Une semaine avait passé depuis le départ de Sixteen. Une semaine durant laquelle Adam n'avait cessé d'écrire. Salma tentait de temps à autre de lire les quelques brouillons trainant sur le bureau mais l'éditeur les dissimulait dans le plus grand secret.

Il vivait reclus, jour et nuit dans ses quatre murs de Bloomsbury. Salma l'avait trouvé un matin, à son arrivée, endormi sur l'un des canapés de la bibliothèque.
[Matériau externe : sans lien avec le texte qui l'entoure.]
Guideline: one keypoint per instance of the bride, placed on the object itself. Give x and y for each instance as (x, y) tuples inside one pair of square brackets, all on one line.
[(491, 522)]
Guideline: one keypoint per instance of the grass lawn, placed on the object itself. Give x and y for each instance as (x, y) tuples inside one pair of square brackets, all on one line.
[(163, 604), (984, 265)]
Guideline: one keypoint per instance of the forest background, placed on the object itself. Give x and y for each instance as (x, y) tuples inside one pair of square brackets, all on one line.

Elle avait posé sur lui un regard attendri, bienveillant, allant jusqu'à ramasser les quelques feuilles de papier éparpillées sur le sol.

Elle replaça sa couverture, tendrement, délicatement. Aussitôt Adam lui saisit le bras, resserrant peu à peu la paume de sa main.
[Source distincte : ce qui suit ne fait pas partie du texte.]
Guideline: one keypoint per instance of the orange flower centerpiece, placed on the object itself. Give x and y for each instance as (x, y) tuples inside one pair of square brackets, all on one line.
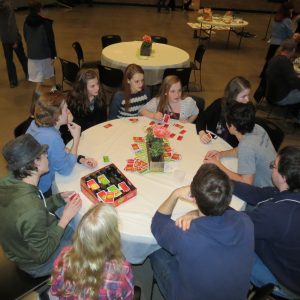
[(146, 46)]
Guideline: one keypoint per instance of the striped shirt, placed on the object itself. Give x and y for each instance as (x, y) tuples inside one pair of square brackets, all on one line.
[(137, 101)]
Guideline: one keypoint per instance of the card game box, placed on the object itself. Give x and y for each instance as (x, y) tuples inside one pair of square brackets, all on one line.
[(108, 185)]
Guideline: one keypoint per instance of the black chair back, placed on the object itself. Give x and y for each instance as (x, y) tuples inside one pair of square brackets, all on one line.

- Qu'est-ce que vous faites là ? Demanda-t-il d'une voix suspicieuse et accusatrice.

- Je... Je suis désolée Monsieur Turner... Mais il est neuf heures. Bredouilla-t-elle encore sous le choc d'une telle mascarade.

Adam relâcha aussitôt son étreinte, quelque peu honteux.

- Salma, vous seriez gentille d'aller nous chercher le petit déjeuner... Prenez ce qui vous fera plaisir. Dit-il, lui glissant un billet dans la main.

La jeune femme s'exécuta et Adam se retrouva seul, face à une pièce devenue une véritable garçonnière où s'entremêlaient dans une frénésie désespérante bouteilles de whiskey et sacs de fast food vides. Au beau milieu de tout cela, il trouvait encore quelques manuscrits et quelques feuilles rappelant à sa mémoire les souvenirs de Sixteen.

Torturé par les bourdonnements assourdissants et incessants habitant son esprit, il alluma la radio, espérant ainsi s'en libérer. Les infos locales ne faisaient que relayer en boucle les prévisions alarmantes des météorologues.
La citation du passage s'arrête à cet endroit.